Black belt in business
Queensland’s Sunshine Coast is home to the first company in the world using a smart combination of martial arts training and lectures to teach strategy, conflict management and leadership to business executives.
When Dr Jason Armstrong (pictured with Dana Buchman) took up martial arts as a teenager, he never imagined 20 years later he would be using his fighting skills and CEO level experience from the USA and Japan to teach business executives how to avoid conflict in the boardroom.
Today, Jason runs Applied Zen, a company based at the Innovation Centre at the Sunshine Coast which conducts on-site and internet-based training using principles from Sun Tzu’s famous book Art of War.
“This book which centres on achieving victory without conflict is considered the definitive text on strategy and conflict management and has been used for thousands of years in business, military, political and personal goal attainment,” he said.

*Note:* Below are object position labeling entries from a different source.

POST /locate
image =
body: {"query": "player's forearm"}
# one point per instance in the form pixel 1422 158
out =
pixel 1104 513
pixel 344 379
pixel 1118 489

Applied Zen provides corporate training and development to Australian and American companies and is focussed on the application of strategy, planning and sound decision making to life and business.
“We blend lectures with karate training and use self-defence as a learning vehicle which is fun, educational and trust-building. The physical drills are enjoyable but most importantly, they’ve been shown to boost retention rates of the coursework from 10 to 75 per cent.”
Originally from Brisbane, Jason obtained a Masters Degree in Science from the University of Queensland before taking up a NASA scholarship at the University of Kansas where he completed his PhD on the effects of spaceflight on the immune system.
“It was an amazing experience involving flights on zero gravity aircraft and studying data from astronauts and rats flown on the space shuttle.”
He later worked for US biotech tech giant Amgen and then for Mitsubishi Pharmaceutical in Japan. As well as running Applied Zen, Jason is also the CEO of Brisbane-based venture capital biotech company Bio-Layer which is developing revolutionary technology for diagnostic assays which could potentially replace the need for molecular antibodies.
Yet another example of Queensland’s recent brain gain, he was attracted back to Queensland because he saw the Sunshine Coast as offering a great lifestyle and the Innovation Centre as being the ideal corporate base.